Doing nothing isn't an option

If we stand by and watch cash usage decline without doing anything, it’s clear that banks will soon ask consumers to start paying to get access to it. The costs of printing, storing and transporting cash are enormous, and there’s a large fixed element to this cost base which doesn’t reduce even as cash usage declines.

Banks are already starting to pass more of these costs onto businesses who accept cash and, as a result, growing numbers of small companies are now taking the decision not to accept cash at all.

So it’s not hard to look forward to a world where cash is expensive to get hold of and hard to use when you have it. And the impact of that would be felt hardest by those who could least afford it, or other vulnerable groups of consumers.

It was clear to our working group that this was not a problem that could be solved with a bit of tinkering around the edges. If we’re to protect cash – at least for the next 15 years or so as a minimum - we need to rewire the whole cash system, lowering fixed costs, and using some of those savings to support groups who banks have no economic incentive to protect.

What needs to happen

Our final report makes five recommendations – the most important of which is to guarantee access to cash for consumers for as long as there are groups that rely on it. That wouldn’t necessarily mean keeping an ATM in every community. There may be other solutions, such as better incentives for convenience stores to offer cashback. But there would need to be a body keeping tabs on where cash access had been lost, ready to step in and commission a solution where certain criteria were met.

The second recommendation is to ensure that if consumers have access to cash, they also have somewhere to spend it. And the focus here is on bringing down the cost of cash for businesses. As a starting point, we want the FCA to launch a market study into the cost of cash for small and medium sized businesses – ensuring competition is working effectively in those markets, and that businesses are not simply giving up on cash because the costs are getting too high.

To make the cost savings at the back end, the report’s third recommendation is for the Bank of England to works with UK banks on commissioning a new, more efficient shared cash infrastructure. This could save as much as £600m a year – savings which could be used by the banks to provide services to those customers it may otherwise have been forced to leave behind.
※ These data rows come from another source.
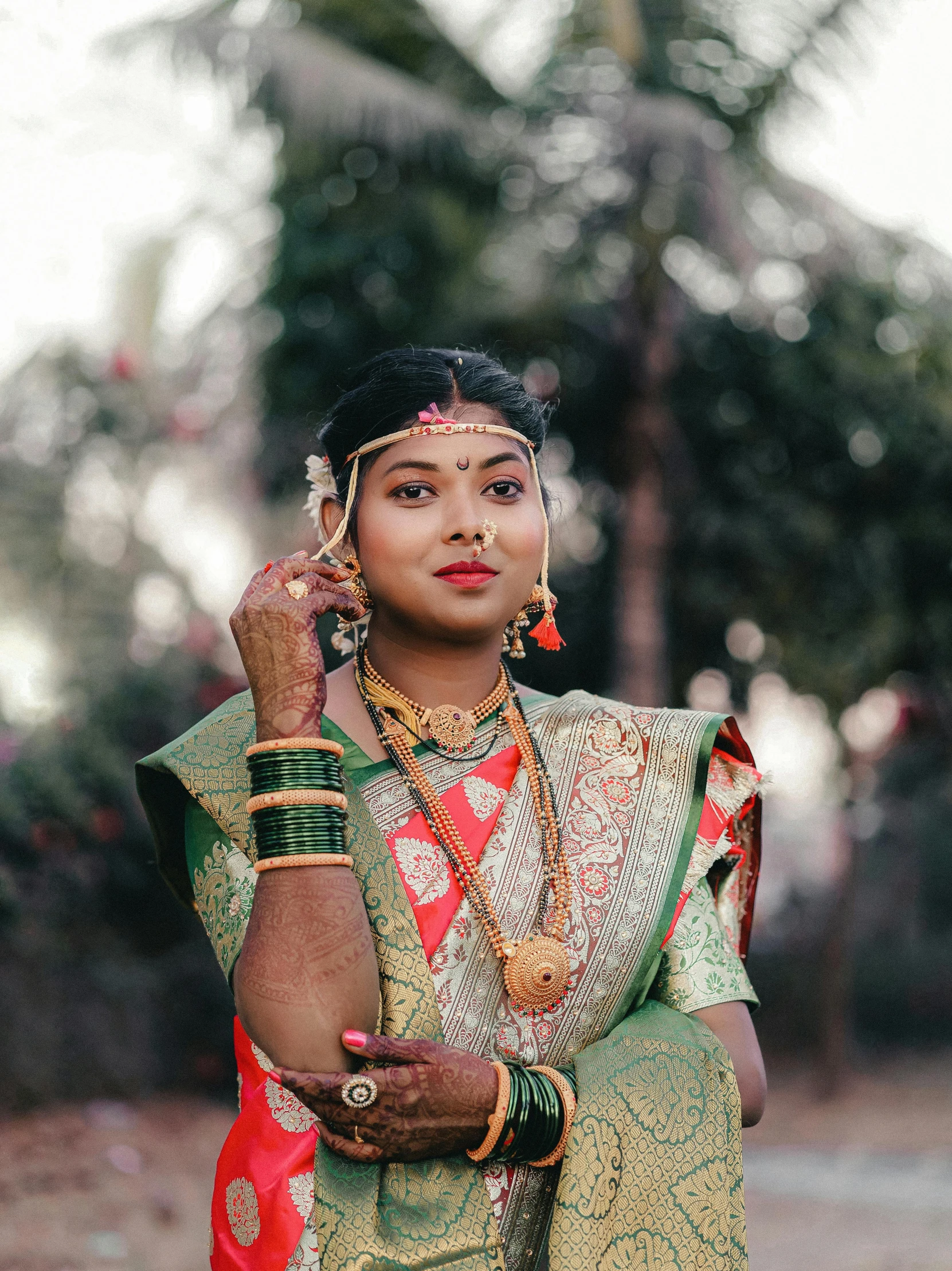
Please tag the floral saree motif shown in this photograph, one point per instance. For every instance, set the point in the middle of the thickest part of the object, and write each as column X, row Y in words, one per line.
column 652, row 1172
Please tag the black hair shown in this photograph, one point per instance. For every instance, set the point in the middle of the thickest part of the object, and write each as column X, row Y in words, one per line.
column 387, row 393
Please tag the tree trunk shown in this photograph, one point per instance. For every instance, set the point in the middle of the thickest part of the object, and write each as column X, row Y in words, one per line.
column 641, row 637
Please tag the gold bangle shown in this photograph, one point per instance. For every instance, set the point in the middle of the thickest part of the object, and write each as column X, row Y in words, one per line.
column 497, row 1117
column 295, row 744
column 305, row 858
column 569, row 1106
column 296, row 799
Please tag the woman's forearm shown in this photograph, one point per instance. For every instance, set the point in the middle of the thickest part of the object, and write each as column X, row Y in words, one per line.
column 731, row 1025
column 308, row 969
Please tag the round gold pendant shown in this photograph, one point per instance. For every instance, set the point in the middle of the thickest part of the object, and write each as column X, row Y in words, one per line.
column 536, row 975
column 452, row 729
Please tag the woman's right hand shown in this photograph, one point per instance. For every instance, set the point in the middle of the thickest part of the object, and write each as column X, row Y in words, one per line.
column 279, row 645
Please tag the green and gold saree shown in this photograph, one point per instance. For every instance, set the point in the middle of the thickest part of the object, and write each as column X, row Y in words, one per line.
column 660, row 821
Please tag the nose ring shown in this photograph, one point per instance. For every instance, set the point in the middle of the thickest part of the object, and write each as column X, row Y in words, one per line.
column 481, row 542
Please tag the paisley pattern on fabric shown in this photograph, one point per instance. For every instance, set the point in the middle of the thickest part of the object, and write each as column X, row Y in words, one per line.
column 267, row 1067
column 699, row 965
column 224, row 890
column 301, row 1187
column 425, row 870
column 482, row 796
column 629, row 787
column 621, row 779
column 288, row 1110
column 242, row 1205
column 670, row 1200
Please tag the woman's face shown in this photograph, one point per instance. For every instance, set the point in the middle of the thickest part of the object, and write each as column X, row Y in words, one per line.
column 424, row 503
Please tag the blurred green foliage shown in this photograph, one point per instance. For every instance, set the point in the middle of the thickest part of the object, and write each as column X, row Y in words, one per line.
column 782, row 508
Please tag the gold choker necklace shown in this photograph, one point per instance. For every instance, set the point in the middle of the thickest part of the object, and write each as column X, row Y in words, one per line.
column 450, row 727
column 535, row 970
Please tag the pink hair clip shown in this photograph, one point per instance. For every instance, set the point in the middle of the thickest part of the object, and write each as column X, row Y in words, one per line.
column 433, row 415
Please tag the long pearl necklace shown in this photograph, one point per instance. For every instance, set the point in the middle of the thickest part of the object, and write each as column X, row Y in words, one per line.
column 450, row 727
column 535, row 970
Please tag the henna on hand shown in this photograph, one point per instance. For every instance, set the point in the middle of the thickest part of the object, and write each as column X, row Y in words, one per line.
column 304, row 937
column 279, row 645
column 434, row 1103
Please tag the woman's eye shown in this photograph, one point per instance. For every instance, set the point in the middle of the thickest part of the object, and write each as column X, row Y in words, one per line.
column 505, row 488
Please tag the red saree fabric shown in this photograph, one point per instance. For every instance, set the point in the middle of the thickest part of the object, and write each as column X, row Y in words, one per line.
column 264, row 1180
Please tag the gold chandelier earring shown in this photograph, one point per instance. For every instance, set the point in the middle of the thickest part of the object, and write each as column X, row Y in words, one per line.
column 346, row 636
column 356, row 582
column 512, row 636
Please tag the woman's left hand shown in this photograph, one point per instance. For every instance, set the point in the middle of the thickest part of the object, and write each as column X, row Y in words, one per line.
column 433, row 1101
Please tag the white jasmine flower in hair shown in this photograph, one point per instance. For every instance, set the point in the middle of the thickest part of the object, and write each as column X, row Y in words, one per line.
column 323, row 486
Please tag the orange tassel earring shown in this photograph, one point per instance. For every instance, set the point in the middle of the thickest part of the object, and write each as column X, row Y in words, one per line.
column 546, row 632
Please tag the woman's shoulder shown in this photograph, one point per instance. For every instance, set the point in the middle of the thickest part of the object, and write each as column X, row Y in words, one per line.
column 579, row 706
column 224, row 733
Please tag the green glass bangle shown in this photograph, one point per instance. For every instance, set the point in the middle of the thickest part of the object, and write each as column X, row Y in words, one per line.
column 264, row 782
column 534, row 1119
column 289, row 758
column 290, row 830
column 569, row 1072
column 295, row 776
column 298, row 753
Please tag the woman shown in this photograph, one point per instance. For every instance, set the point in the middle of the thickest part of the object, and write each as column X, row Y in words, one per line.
column 527, row 940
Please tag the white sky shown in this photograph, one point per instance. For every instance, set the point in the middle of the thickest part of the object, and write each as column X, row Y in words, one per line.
column 98, row 158
column 880, row 142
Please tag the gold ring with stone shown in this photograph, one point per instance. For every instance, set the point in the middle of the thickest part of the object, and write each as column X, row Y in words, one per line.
column 359, row 1092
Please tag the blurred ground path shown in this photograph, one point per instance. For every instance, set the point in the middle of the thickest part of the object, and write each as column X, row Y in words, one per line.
column 109, row 1186
column 860, row 1182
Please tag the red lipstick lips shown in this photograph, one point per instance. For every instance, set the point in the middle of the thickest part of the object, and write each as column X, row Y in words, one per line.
column 467, row 574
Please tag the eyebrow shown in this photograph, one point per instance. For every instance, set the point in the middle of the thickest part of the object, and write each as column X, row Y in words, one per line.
column 422, row 465
column 501, row 459
column 416, row 464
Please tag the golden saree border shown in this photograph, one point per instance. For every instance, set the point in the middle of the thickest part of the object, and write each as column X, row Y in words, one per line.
column 437, row 1213
column 652, row 1179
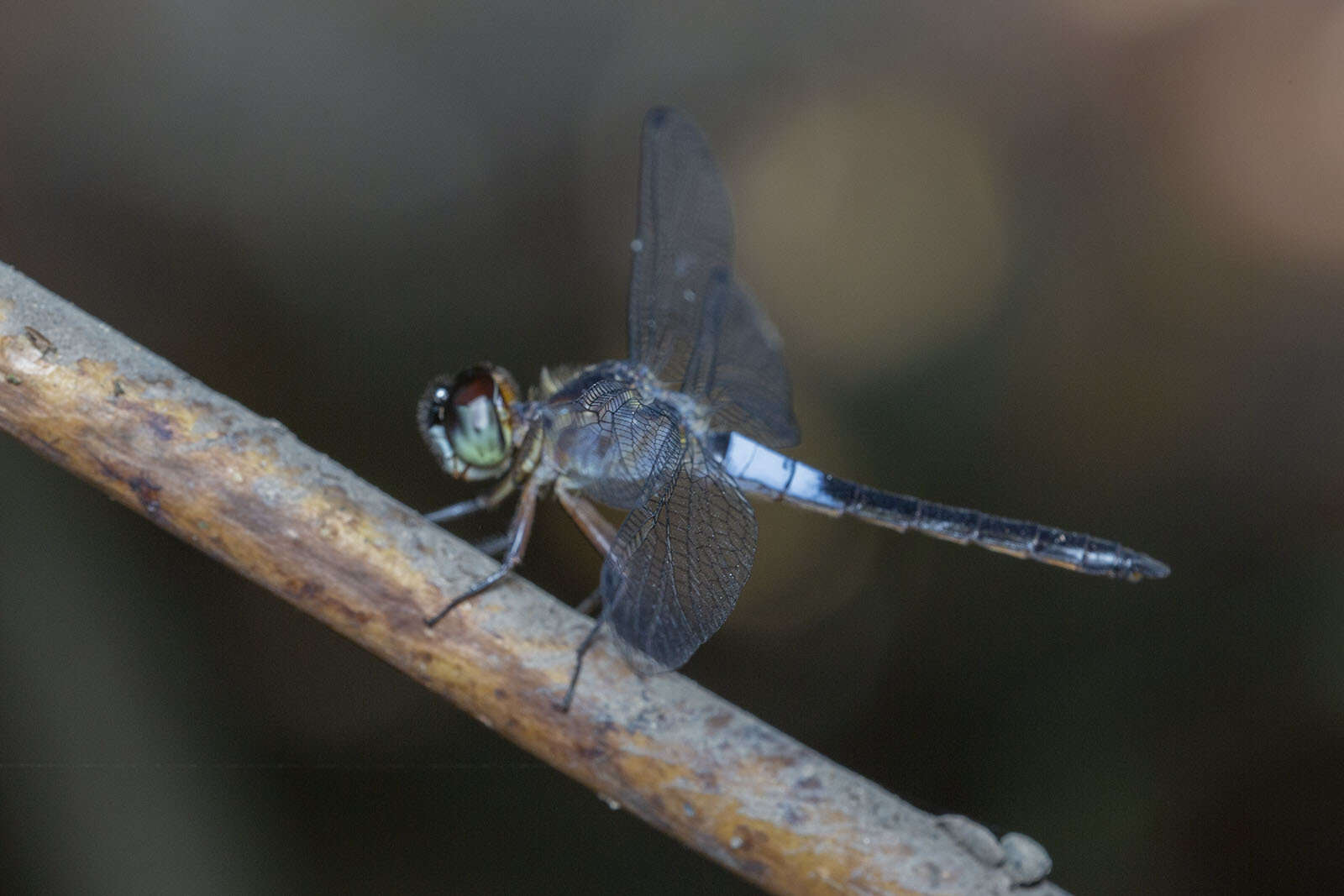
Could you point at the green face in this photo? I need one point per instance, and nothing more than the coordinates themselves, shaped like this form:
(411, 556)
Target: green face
(463, 422)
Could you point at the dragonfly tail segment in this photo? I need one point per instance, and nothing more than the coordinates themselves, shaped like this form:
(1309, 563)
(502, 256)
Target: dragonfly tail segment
(779, 477)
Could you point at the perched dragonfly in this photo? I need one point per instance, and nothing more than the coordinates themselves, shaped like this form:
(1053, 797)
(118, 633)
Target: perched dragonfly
(678, 432)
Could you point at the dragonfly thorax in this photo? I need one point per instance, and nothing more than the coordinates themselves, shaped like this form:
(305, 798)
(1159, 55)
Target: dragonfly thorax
(467, 422)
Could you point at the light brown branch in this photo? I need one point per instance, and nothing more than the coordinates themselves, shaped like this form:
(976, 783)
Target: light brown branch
(245, 490)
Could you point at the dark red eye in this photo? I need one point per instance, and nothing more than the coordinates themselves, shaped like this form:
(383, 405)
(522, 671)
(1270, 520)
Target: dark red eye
(470, 385)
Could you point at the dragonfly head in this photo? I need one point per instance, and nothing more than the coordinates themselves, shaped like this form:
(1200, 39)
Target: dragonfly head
(467, 422)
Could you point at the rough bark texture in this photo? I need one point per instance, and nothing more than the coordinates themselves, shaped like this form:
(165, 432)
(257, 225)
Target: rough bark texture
(245, 490)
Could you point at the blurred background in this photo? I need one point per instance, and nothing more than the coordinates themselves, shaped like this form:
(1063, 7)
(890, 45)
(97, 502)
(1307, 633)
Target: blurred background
(1077, 261)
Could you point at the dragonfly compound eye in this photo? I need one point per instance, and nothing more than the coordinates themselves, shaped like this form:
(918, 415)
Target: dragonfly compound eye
(467, 423)
(472, 417)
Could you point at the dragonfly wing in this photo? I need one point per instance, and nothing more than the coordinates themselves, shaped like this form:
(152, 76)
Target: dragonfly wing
(679, 560)
(691, 322)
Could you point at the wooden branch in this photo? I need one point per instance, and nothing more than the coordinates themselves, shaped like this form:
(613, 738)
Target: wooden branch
(245, 490)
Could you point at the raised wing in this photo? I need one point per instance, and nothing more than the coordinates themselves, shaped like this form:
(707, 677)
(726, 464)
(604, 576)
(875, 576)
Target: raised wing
(679, 560)
(691, 324)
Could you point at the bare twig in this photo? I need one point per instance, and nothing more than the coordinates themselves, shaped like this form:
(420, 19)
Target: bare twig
(245, 490)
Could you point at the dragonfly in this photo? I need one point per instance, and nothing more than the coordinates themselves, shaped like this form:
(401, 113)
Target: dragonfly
(679, 434)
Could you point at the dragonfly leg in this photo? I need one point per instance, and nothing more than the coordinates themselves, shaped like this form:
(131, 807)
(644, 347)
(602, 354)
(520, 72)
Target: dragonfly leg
(519, 531)
(483, 501)
(564, 705)
(494, 546)
(589, 519)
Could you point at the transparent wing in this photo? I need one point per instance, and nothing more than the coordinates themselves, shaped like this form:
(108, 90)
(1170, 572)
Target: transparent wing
(691, 324)
(679, 560)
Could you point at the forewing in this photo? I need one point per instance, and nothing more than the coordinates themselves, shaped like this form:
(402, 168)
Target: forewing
(691, 325)
(679, 560)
Importantly, the report does not take a view on whether the end of cash is a likely or desirable endgame. But it seizes on the importance of providing choice to those who currently rely on cash. To achieve that, it calls for the FCA and government to stimulate innovation to ensure that everyone in the UK can go cashless if they choose to – a point that we’re still a long way from today.

And finally, the report calls on the government to be the catalyst for all this work by having a clear policy on cash, and by convening the different financial regulators to ensure there is joined up oversight of the whole cash system – something that’s currently lacking.

Early signs are that politicians, regulators and banks all have the appetite to work together to secure the future of cash – at least for the next 15 years or so. But it’s crucial we don’t spend the next few years deliberating on whether to act or not. Although Brexit is slowing down progress in many areas, the report shows a clear way forward without needing legislation immediately. There’s no excuse not to get cracking tomorrow.